General Discussion
Future work

General Discussion

A model structure has been proposed for gliadin and deamidated gliadin based on the results from chapters 3 and 4. Molecules of gliadin which are not spherical in shape aggregated through hydrogen bonding to form a unit with a diameter of 32nm. Formation of the unit caused exposure of hydrophobic groups making it insoluble in water. This unit then aggregated with other units through hydrophobic interactions to form large aggregates It is being proposed that this might be a mechanism that nature uses to store proteins so that they do not dissolve and diffuse away from their storage site. Deamidation of the gliadin molecule changed the glutamine residues to glutamic acid which caused electrostatic repulsion between the molecules. The hydrogen bonding holding the molecules together in gliadin were replaced by electrostatic repulsion which caused deamidated gliadin to aggregate through hydrophobic interaction exposing carboxyl groups making the deamidated gliadins soluble in water.

The addition of beta-mercaptoethanol to deamidated gliadin caused a reduction of the disulphide bonds with the exposure of cys-299 and cys-307 which subsequently formed disulphide bonds with other deamidated gliadin molecules. In the presence of both beta-mercaptoethanol and urea, the whole molecule unfolded and fibrils of 343nm thickness were formed.

Below 16% (w/v) concentration the viscosity of SWP decreased with an increase in temperature (Figure 3.25). In addition, exposed hydrophobicity showed greater values than surface hydrophobicity (Figure 3.27). The large aggregates of SWP formed on hydration at room temperature (Plates 3.22 and 3.24) were attributed to polymerisation and interactions between the glutenin fraction (Figure 2.9). The reason for the reduction in viscosity on heating was caused by the breakdown of aggregates, which was observed by microscopy (Plates 3.23 and 3.25). Further evidence by differential scanning calorimetry (DSC) indicated that there was an absence of conformational transition during the heating of SWP proteins (Figure 3.28). This stability can be attributed to intra-disulphide bonds in deamidated gliadins and both intra- and inter-disulphide bonds in deamidated glutenins. A reduction of the disulphide bonds by beta-mercaptoethanol promoted the gelation of SWP at room temperature (Figure 3.35) which otherwise would not gel (Figure 3.34).

The addition of 2% NaCl to SWP at 20°C caused a decrease in viscosity (Figure 6.14). This decrease was proposed to be due to the formation of a diffuse double layer and also to an increase in the dielectric constant of the medium.
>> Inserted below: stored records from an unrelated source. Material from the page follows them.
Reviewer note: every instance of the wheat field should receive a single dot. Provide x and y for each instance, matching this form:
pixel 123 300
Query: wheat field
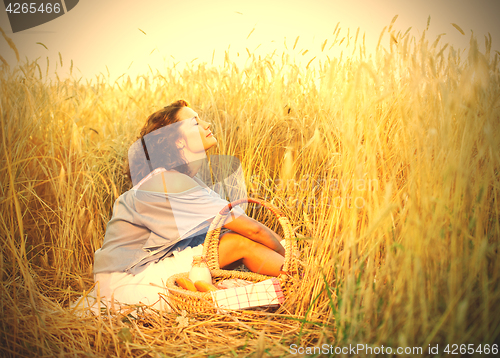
pixel 387 166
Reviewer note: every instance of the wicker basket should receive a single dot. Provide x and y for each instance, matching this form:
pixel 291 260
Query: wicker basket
pixel 202 301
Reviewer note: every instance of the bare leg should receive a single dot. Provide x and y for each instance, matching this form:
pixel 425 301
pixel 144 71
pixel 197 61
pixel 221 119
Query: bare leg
pixel 257 257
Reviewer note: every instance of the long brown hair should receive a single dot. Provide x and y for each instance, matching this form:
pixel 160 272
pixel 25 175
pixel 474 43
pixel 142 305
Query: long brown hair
pixel 161 143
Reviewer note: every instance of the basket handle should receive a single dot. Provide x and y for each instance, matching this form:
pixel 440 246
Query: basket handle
pixel 211 245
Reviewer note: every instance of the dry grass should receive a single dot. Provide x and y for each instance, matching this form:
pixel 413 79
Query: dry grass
pixel 389 163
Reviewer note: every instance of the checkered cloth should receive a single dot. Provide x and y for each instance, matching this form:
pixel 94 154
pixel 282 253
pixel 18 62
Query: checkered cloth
pixel 260 294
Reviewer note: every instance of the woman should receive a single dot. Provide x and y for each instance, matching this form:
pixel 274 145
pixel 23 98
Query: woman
pixel 161 223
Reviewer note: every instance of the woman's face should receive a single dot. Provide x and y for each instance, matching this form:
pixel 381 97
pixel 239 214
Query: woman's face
pixel 197 136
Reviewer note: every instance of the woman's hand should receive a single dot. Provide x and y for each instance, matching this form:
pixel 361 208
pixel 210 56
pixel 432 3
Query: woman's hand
pixel 255 231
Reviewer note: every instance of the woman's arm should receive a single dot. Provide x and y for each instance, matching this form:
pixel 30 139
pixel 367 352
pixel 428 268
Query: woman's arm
pixel 255 231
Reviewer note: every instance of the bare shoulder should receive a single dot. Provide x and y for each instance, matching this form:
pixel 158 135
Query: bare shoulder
pixel 169 182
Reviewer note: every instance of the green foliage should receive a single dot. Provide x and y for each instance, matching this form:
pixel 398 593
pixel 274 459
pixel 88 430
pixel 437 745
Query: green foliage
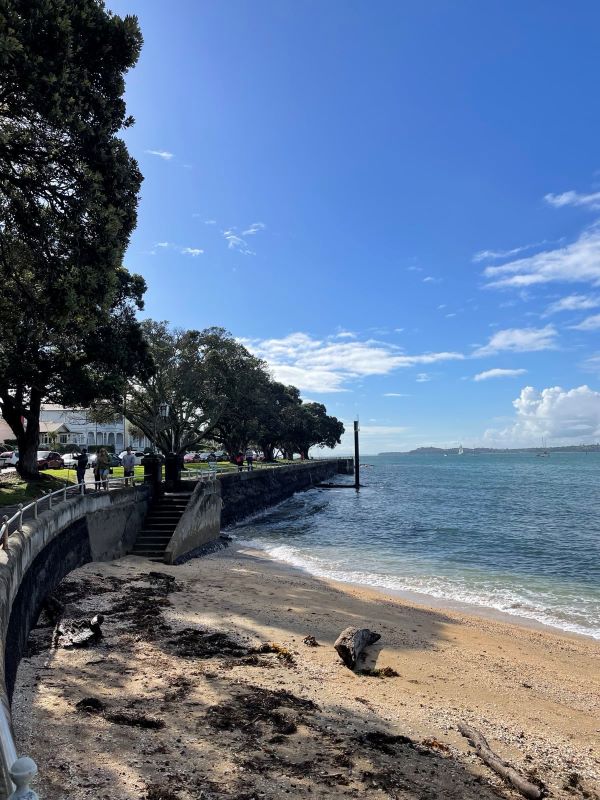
pixel 68 204
pixel 184 378
pixel 218 392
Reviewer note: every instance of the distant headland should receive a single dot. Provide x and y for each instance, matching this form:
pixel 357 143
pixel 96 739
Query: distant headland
pixel 478 451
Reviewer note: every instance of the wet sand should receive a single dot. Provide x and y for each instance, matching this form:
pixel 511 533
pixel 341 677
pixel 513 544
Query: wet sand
pixel 188 702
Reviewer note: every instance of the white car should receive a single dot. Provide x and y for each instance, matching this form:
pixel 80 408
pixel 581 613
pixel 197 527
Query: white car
pixel 138 454
pixel 9 458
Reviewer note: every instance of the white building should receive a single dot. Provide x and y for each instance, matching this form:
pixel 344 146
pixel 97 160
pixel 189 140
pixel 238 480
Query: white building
pixel 62 426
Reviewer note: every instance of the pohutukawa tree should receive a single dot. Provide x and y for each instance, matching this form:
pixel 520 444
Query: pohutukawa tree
pixel 183 380
pixel 68 204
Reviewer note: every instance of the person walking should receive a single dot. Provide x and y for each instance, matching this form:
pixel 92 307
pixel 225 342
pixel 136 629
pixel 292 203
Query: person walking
pixel 82 460
pixel 212 463
pixel 128 461
pixel 103 467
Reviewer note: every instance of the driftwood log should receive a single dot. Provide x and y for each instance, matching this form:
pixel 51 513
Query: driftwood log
pixel 351 642
pixel 78 632
pixel 501 767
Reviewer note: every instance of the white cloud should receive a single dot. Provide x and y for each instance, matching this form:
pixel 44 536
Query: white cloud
pixel 327 365
pixel 254 228
pixel 164 154
pixel 519 340
pixel 572 198
pixel 574 302
pixel 562 416
pixel 494 255
pixel 589 324
pixel 576 262
pixel 498 373
pixel 235 242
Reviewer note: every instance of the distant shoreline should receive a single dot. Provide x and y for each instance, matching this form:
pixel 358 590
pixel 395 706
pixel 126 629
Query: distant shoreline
pixel 581 448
Small quantities of SWP (1%) caused a major increase in the storage modulus of BSA (Figure 5.17). It is proposed that SWP electrostatically interacted with domain III of BSA which can be saturated. Above the critical value at which saturation of domain III occurs, the elastic modulus decreased because of repulsion between SWP and negatively charged domains I and II.

In the absence of salt, 50% SWP/WPI mixtures were found to have greater apparent viscosities than the individual proteins (Figures 6.16, 6.17 and 6.19). It was proposed that since SWP is a sodium salt of a protein, WPI scavenged part of the sodium ions to induce its own aggregation and the shielding effect of sodium ions also helped to reduce the repulsion between WPI and SWP leading to aggregation. The gels formed in the SWP/WPI system at 95°C are most likely to be phase separated gels made up of viscous SWP sol trapped in WPI gel network.

The addition of small amounts of basic proteins like clupeine or lysozyme (0.1%) led to the gelation of 19% (w/v) SWP aqueous dispersion at 80°C. SWP on its own, normally gels above 105°C. The lysozyme-induced gelation was proposed to be electrostatic in nature involving proteins which did not unfold prior to gelation (Figure 8.3). SWP was found to protect lysozyme from heat induced denaturation and, therefore, could be useful in the preservation of products to which lysozyme has been added as an anti-bacterial agent.

SWP was found to bind iron, copper, zinc and cadmium. The highest affinity was found to be for cadmium.


In any broad, applied area like Food Science and Technology, an integrated approach comprising several techniques is required to investigate complex systems. With this in mind, the problem of solving the mechanisms of interaction of the selected systems was attacked from different angles using different techniques. The findings using this approach are listed as follows:

Future work Use of neutron scattering to study the interaction of SWP and lysozyme under varying temperatures and the gelation of SWP above 100°C.